Quantum noise may limit the mechanosensory sensitivity of cilia in the left-right organizer of the vertebrate bodyplan

TL;DR

This paper explores the hypothesis that quantum noise, rather than classical thermal noise, could limit the sensitivity of cilia in vertebrate embryonic development, suggesting quantum mechanics may play a role in biological mechanosensing.

Contribution

It proposes that quantum noise may influence cilia-based mechanosensing in the embryonic left-right organizer, introducing a novel perspective on quantum biology in development.

Findings

Quantum noise may limit cilia sensitivity.

Active cooling could mitigate quantum noise effects.

Quantum biology might be relevant in embryonic mechanosensing.

Abstract

Could nature be harnessing quantum mechanics in cilia to optimize the sensitivity of the mechanism of left-right symmetry breaking during development in vertebrates?
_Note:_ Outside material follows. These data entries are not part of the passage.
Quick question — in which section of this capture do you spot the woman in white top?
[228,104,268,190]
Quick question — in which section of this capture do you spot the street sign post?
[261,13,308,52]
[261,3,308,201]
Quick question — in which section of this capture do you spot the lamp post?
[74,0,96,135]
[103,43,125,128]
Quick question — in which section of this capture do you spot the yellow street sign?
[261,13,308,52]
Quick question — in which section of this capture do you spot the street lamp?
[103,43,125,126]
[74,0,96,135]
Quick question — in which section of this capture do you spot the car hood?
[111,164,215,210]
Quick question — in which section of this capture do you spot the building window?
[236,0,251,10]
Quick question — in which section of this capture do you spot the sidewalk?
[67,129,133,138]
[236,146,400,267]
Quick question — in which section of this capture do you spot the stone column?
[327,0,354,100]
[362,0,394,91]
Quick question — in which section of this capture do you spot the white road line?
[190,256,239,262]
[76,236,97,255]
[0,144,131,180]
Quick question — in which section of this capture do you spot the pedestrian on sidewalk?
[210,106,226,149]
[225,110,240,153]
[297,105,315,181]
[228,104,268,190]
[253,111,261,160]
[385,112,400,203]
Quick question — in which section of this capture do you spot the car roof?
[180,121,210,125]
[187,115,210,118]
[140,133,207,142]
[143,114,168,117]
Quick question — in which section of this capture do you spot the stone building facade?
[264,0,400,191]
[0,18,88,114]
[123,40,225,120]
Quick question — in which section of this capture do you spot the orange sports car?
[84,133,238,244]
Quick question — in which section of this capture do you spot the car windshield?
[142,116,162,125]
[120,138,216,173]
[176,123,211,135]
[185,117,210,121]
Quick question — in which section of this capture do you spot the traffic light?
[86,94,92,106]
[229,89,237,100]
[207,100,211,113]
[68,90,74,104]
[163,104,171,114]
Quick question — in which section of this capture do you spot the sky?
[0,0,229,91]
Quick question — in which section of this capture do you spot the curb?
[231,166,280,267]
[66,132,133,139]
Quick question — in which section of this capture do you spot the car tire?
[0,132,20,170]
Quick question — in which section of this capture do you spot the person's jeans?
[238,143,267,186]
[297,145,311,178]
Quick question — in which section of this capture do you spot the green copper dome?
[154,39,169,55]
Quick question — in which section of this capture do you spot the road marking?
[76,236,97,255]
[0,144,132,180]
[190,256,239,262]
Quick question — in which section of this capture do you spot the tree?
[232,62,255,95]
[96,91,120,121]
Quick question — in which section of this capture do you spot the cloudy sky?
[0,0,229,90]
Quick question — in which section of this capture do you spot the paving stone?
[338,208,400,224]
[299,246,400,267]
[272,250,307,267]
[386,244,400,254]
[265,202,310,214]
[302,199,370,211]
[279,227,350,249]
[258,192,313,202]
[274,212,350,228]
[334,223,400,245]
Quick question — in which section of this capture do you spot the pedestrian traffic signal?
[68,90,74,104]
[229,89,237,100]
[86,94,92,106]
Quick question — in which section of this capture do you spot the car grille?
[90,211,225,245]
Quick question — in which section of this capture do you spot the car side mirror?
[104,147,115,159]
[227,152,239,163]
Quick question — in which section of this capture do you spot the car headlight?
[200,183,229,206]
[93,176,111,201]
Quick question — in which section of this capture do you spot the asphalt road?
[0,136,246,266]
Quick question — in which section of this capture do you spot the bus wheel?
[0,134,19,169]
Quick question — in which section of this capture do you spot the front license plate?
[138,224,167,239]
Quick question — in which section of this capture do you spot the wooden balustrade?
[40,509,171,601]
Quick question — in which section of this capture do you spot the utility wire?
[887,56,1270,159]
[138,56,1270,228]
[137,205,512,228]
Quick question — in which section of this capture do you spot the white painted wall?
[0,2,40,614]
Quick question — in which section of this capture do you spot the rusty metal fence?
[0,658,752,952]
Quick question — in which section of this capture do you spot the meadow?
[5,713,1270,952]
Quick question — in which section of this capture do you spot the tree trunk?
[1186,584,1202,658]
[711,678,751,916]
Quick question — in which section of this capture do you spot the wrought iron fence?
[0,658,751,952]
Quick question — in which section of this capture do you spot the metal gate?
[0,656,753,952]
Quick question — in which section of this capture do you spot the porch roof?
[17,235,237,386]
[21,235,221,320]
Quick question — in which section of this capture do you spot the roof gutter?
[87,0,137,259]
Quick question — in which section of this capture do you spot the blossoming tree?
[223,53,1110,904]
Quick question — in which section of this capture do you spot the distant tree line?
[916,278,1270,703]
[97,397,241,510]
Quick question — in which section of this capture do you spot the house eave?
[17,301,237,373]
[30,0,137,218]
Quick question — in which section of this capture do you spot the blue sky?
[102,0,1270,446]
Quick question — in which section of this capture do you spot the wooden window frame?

I evaluate whether mechanosensing -- i.e., the detection of a left-right asymmetric signal through mechanical stimulation of sensory cilia, as opposed to biochemical signalling -- might be functioning in the embryonic left-right organizer of the vertebrate bodyplan through quantum mechanics. I conclude that there is a possible role for quantum biology in mechanosensing in cilia. The system may not be limited by classical thermal noise, but instead by quantum noise, with an amplification process providing active cooling.